In einem ähnlich gelagerten Fall hat auch das Arbeitsgericht Bonn (ArbG Bonn, Urteil vom 07.07.2021 – 2 Ca 504/21) einem klagenden Arbeitnehmer, welchem während seines Urlaubs aufgrund einer COVID-19-Infektion häusliche Quarantäne angeordnet wurde, keine Urlaubstage zurückgewährt. Eine behördliche Quarantäneanordnung ersetze keine ärztliche Arbeitsunfähigkeitsbescheinigung. Als Begründung wurde hier auch auf die Änderung der Arbeitsunfähigkeitsrichtlinie verwiesen, nach der seit dem 15. Oktober 2020 (aktuell befristet bis 31. Dezember 2021) die Ausstellung einer Arbeitsunfähigkeitsbescheinigung telefonisch möglich sei. Damit sei es Arbeitnehmerinnen und Arbeitnehmern zuzumuten die Arbeitsunfähigkeit auch bei häuslicher Quarantäne durch einen Arzt beurteilen zu lassen.

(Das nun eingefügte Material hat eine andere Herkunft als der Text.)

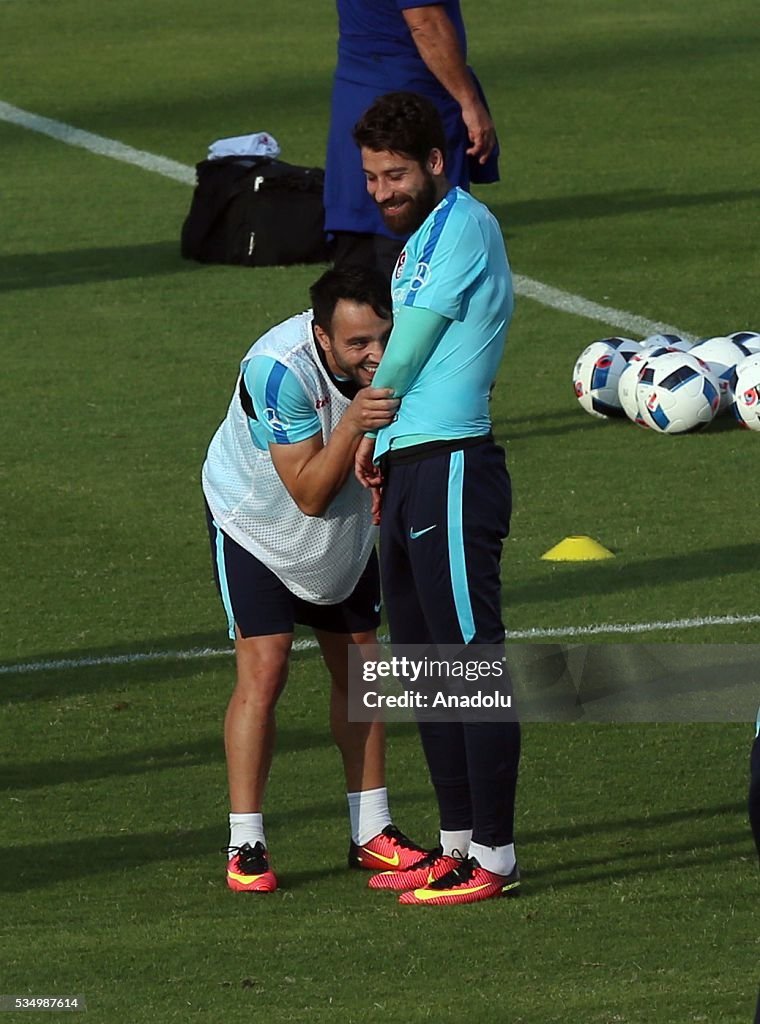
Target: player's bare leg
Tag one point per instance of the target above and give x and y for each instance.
(249, 740)
(362, 744)
(376, 843)
(249, 725)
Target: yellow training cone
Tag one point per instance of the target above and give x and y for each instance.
(577, 549)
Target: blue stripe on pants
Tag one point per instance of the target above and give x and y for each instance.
(457, 563)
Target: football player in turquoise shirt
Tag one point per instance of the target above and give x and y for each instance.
(446, 498)
(386, 45)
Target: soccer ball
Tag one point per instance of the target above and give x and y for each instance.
(748, 339)
(627, 394)
(666, 341)
(721, 354)
(747, 392)
(677, 393)
(596, 374)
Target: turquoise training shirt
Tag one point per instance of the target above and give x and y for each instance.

So hat auch das Arbeitsgericht Neumünster (ArbG Neumünster, Urteil vom 03.08.2021 – 3 Ca 362 b/21) entschieden: ein Arbeitnehmer klagte auf Nachgewährung von Urlaub, in welchem er sich als nicht selbst infizierte Kontaktperson in Quarantäne begeben musste. Das ArbG Neumünster hat auch hier eine analoge Anwendung des § 9 BUrlG bei einer behördlichen Quarantäneanordnung abgelehnt. Der Gesetzgeber habe die Differenzierung zwischen Krankheit und seuchenbezogenem Risiko gesehen. Zur Zeit der Entstehung des BUrlG galt bereits das Bundesseuchengesetz. Eine klare Grenzziehung zwischen den Ursachen einer Urlaubsstörung kann nur dann sachgerecht vorgenommen werden, wenn § 9 BUrlG als Ausnahmevorschrift eng auslegt werde. In dem auf die Arbeitsunfähigkeit des Arbeitnehmers abgestellt wird, wird das Risiko für Urlaubsstörungen klar und nachvollziehbar verteilt.

Bei allen hier angeführten Entscheidungen wurden Rechtsmittel zugelassen, sodass abzuwarten bleibt, zu welchen Ergebnissen andere Landesarbeitsgerichte, bzw. das Bundesarbeitsgericht kommen. Eine allzu große Überraschung erscheint allerdings eher unwahrscheinlich. Die klare Tendenz der Arbeitsgerichte bei Urlaubsansprüchen in Kombination mit Quarantäneanordnung zeichnet sich bereits jetzt ab und macht deutlich, dass ohne Arbeitsunfähigkeitsbescheinigung keine Rückgewährung des Urlaubsanspruchs besteht.